Please see the Kharchenko Lab's GitHub page for our latest software packages.

  • Numbat: haplotype-aware CNV analysis from scRNA-seq

    Numbat is a haplotype-enhanced CNV caller for scRNA-seq data. It integrates signals from gene expression, allelic ratio, and population-derived haplotype information to accurately infer allele-specific CNVs in single cells and reconstruct their lineage relationship. Please see the paper and GitHub repository for details on the method.

  • scITD: single-cell interpretable tensor decomposition

    scITD (Single-Cell Interpretable Tensor Decomposition) is a computational method capable of extracting multicellular gene expression programs that vary across donors or samples. The approach is premised on the idea that complex biological processes often involve the coordinated actions and interactions of multiple cell types. Given single-cell expression data from multiple heterogeneous samples, scITD aims to infer these joint patterns of dysregulation impacting multiple cell types. The preprint and GitHub repository are also available.

  • Conos: wiring together scRNA-seq dataset collections

    Conos (Clustering on Network of Samples) is a tool for the joint analysis of heterogeneous collections of scRNA-seq datasets, such as collections combining multiple individuals, conditions, tissues, or technological platforms. Please see the publication for a detailed description and analysis examples, as well as the GitHub repository for hands-on tutorials and source code.

  • RNA velocity estimation

    velocyto is a framework which predicts the movement of cells in transcriptional space, by estimating the first derivative of the transcriptional state - RNA velocity. This provides a basis for quantitative modeling of dynamic biological processes, such as cell differentiation, or perturbation response.

  • Demultiplexing of single-cell RNA-seq data

    dropEst is a pipeline for demultiplexing single-cell RNA-seq data, implementing additional corrections for accurate estimation of the molecular count matrices. Please refer to the original publication for details.

  • Single Cell Transcriptional Analysis

    We have developed the R package pagoda2 for analyzing and interactively exploring large-scale single-cell RNA-seq datasets. Please see the GitHub repository for hands-on tutorials and source code. The tutorial can also be found here.

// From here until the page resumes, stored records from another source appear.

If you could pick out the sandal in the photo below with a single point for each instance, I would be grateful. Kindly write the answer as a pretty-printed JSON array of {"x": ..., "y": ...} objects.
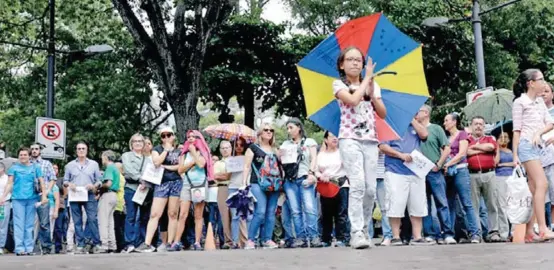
[
  {"x": 546, "y": 236},
  {"x": 533, "y": 238}
]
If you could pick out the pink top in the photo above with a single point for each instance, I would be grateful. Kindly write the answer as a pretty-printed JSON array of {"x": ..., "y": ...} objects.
[
  {"x": 529, "y": 116},
  {"x": 356, "y": 122}
]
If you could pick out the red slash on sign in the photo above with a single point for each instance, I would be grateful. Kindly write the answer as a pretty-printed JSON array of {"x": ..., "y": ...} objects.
[{"x": 50, "y": 131}]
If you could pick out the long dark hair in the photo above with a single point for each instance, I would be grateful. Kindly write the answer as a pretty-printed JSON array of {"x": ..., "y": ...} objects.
[
  {"x": 340, "y": 60},
  {"x": 521, "y": 84}
]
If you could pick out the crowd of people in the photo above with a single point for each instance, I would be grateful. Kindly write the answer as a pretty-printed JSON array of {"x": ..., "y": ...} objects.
[{"x": 326, "y": 196}]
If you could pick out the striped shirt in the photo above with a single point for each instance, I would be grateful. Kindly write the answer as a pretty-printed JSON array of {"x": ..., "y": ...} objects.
[
  {"x": 47, "y": 169},
  {"x": 529, "y": 116},
  {"x": 381, "y": 166}
]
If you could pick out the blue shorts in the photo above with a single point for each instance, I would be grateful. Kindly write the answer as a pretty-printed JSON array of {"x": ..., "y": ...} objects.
[
  {"x": 526, "y": 151},
  {"x": 168, "y": 189}
]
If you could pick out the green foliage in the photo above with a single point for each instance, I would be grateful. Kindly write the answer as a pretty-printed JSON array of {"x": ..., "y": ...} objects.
[{"x": 104, "y": 98}]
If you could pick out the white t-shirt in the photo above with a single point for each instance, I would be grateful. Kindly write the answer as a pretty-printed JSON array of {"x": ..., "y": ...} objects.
[
  {"x": 3, "y": 183},
  {"x": 330, "y": 163},
  {"x": 304, "y": 166}
]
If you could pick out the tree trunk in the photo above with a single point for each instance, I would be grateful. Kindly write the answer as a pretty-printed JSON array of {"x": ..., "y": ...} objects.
[
  {"x": 185, "y": 112},
  {"x": 249, "y": 110}
]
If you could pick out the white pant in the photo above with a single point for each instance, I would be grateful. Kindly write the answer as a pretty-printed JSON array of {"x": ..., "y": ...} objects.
[
  {"x": 71, "y": 229},
  {"x": 405, "y": 191},
  {"x": 359, "y": 159},
  {"x": 106, "y": 207}
]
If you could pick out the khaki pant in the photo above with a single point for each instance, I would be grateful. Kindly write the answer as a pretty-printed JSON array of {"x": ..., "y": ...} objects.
[
  {"x": 484, "y": 184},
  {"x": 106, "y": 207},
  {"x": 222, "y": 194}
]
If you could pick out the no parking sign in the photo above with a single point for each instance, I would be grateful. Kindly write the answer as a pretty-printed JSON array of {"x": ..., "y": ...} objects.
[{"x": 51, "y": 134}]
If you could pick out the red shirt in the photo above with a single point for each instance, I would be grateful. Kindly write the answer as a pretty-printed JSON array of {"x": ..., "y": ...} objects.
[{"x": 482, "y": 161}]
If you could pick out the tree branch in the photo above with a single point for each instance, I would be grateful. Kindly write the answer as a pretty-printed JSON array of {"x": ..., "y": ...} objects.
[
  {"x": 450, "y": 104},
  {"x": 149, "y": 47},
  {"x": 157, "y": 125}
]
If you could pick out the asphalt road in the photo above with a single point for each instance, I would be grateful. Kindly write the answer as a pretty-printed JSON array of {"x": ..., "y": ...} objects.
[{"x": 466, "y": 257}]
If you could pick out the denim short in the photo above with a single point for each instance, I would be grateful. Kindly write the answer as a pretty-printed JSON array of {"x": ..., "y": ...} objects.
[
  {"x": 526, "y": 151},
  {"x": 168, "y": 189}
]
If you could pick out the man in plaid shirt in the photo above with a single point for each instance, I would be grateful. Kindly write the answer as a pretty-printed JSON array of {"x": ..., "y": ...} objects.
[{"x": 42, "y": 234}]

    The SCDE package provides routines for analysis of single-cell RNA-seq data. It is based on the probabilistic mixture error model, which is used to implement differential expression, subpopulation analysis and other tasks on the data.

  • - developed with support of the lab

  • Cellenics

    Cellenics is a user-friendly online tool for single cell RNA-seq data analysis (currently only supports 10X Chromium datasets). The platform is designed specifically for biologists. It provides automatic data processing, pre-loaded interactive plots, a point-and-click interface to fully explore your data, together with the option to customize and export publishable-quality figures.

  • - developed with the Park Lab during the PI's postdoctoral fellowship and shortly thereafter:

  • Transposable Element Analyzer

    The Tea pipeline is designed to identify insertions of repetitive elements (such as LINE1 repeats or endogenous retroviral elements) in the human genomes. Its primary aim is to detect novel repeat insertions occurring in somatic tissues (e.g. cancerous tumors), however it is also capable of detecting instances of repeat insertions polymorphic among individuals.

    For more details, please refer to the Tea manuscript, and the pipeline download page on the Park Lab site

  • Repeat Enrichment Estimator

    The software, developed during PI's fellowship in the Park Lab, provides means to estimate the enrichment of repetitive elements in the short-read sequencing data. For details, please refer to the manuscript. The implementation, custom sequence assemblies are available from the Park Lab server, which also provides a web interface for running the analysis.

  • ChIP-seq processing pipeline (SPP)

    The spp R package provides routines for processing ChIP-seq data. It supports the output of many short-read aligners, and can be used to determine a statistically significant set of binding peaks or broad regions of enrichment. The details of peak-calling algorithms were described in the initial manuscript. The updated versions of the package, and a brief tutorial are available from the Park Lab site.